Pourrait-on trouver une logique universelle du langage sur laquelle se fonde cette figure d’analogie permettant de dévoiler certaines de ses propriétés opérantes à l’échelle de l’universel ? Comment la sémantique et la pragmatique ont-elles appréhendé les spécificités de la métaphore avec ses deux variétés « in praesentia » et « in absentia » ? Quels universaux langagiers actualise-t-elle et comment contribue-t-elle à illustrer une représentation substantielle de la langue ?
Nous répondrons à ces questions en proposant une analyse détaillée d’exemples de métaphores extraits d’un texte de la littérature contemporaine à savoir le roman intitulé La fête de l’insignifiance8 de Milan Kundera9. Nous procéderons à une approche grammaticale et sémantico-pragmatique de ces exemples que nous classerons en deux typologies : les métaphores in praesentia et les métaphores in absentia. Nous montrerons que le mécanisme de créativité verbale propre à cette figure dispose d’universaux « grammaticaux » (liés aux notions de la prédication et de la modalisation) et « sémantiques » (relatifs à la question de la signification-référenciation). Nous soulignerons que l’hypothèse d’une conception substantielle de la langue part du principe de l’existence d’un lien indéfectible entre la pensée et le langage où la substance cesse d’être conçue comme extralinguistique ; elle devient plus importante que la forme quand il s’agit d’appréhender le langage dans sa réalisation figurale.
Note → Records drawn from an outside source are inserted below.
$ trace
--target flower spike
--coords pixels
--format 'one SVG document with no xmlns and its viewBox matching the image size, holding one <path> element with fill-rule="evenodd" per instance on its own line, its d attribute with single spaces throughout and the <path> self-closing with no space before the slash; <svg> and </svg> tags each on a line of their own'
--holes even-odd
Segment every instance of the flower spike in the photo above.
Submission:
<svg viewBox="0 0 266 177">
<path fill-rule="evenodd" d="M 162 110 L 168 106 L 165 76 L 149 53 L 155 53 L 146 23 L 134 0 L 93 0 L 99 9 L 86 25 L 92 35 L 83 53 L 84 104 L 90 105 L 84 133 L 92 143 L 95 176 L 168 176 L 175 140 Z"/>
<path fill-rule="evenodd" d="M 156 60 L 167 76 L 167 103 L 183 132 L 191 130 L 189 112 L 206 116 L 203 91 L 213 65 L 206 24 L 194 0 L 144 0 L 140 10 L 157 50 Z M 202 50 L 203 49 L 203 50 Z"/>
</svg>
L’approche rhétorique des tropes soutenue par Pierre Fontanier10 repose sur une analyse sémantique centrée sur le mot, considérée comme unité de sens autonome. Le trope consiste à substituer au sens initial d’un mot un sens second dit figuré ou tropologique. L’approche linguistique se réfère, quant à elle, à la théorie de l’arbitraire du signe qui conçoit le mécanisme tropologique comme un seul signifiant admettant deux signifiés : le sens propre et le sens figuré. Elle écarte la théorie de la substitution selon laquelle le trope serait un simple changement du sens au niveau du mot ou un emploi particulier d’un terme dans des conditions spécifiques car, d’un point de vue sémiotique, il est difficile de concevoir un tel changement sans répercussions sur la définition codée du terme. Ainsi préfère-t-on parler non d’un changement du sens mais d’une signification tropologique. La grammaire philosophique des tropes, illustrée par les travaux de Michele Prandi, revient sur cette question en appréhendant la substitution dans les tropes en termes de « conflit conceptuel ». Le trope est la superposition d’une double structure divergente en une même unité. Le « conflit conceptuel » peut se manifester à tous les niveaux de la réalisation de la langue ; il met en jeu des fonctions linguistiques et grammaticales admettant un sens inférentiel. En d’autres termes, il s’agit d’une structure formelle et substantielle où le support du « conflit conceptuel » se localise dans des configurations grammaticales et fonctionnelles, parfois spécifiques à chaque famille de tropes :
La spécificité des tropes réside […] dans la connexion spécifique et systématique entre l’imposition d’un seuil minimum d’inférence, la présence d’un conflit conceptuel dans l’articulation de l’énoncé, la localisation grammaticale et fonctionnelle de ce conflit, et la forme interne que sa grammaire lui confère. Autrement dit, la spécificité du trope nous renvoie aux paramètres structuraux de son articulation linguistique, qu’il s’agira maintenant d’envisager en tant que critères attribuant au travail d’interprétation de chaque famille de trope un seuil minimum spécifique […]11
Selon la nomenclature rhétorique de Pierre Fontanier la métaphore est un « trope en un seul mot » fondé sur une logique d’analogie, à l’encontre des tropes en « plusieurs mots » comme la métaphore filée ou l’allégorie qui sont des figures macrostructurales. Nous avons procédé à une classification typologique des métaphores recensées dans le texte de Milan Kundera. Cette classification est opérée en termes de métaphores in absentia et de métaphores in praesentia en fonction de diverses configurations linguistiques que celles-ci présentent. Nous proposons d’abord une analyse grammaticale et sémantico-pragmatique de celles-ci avant d’examiner les universaux langagiers.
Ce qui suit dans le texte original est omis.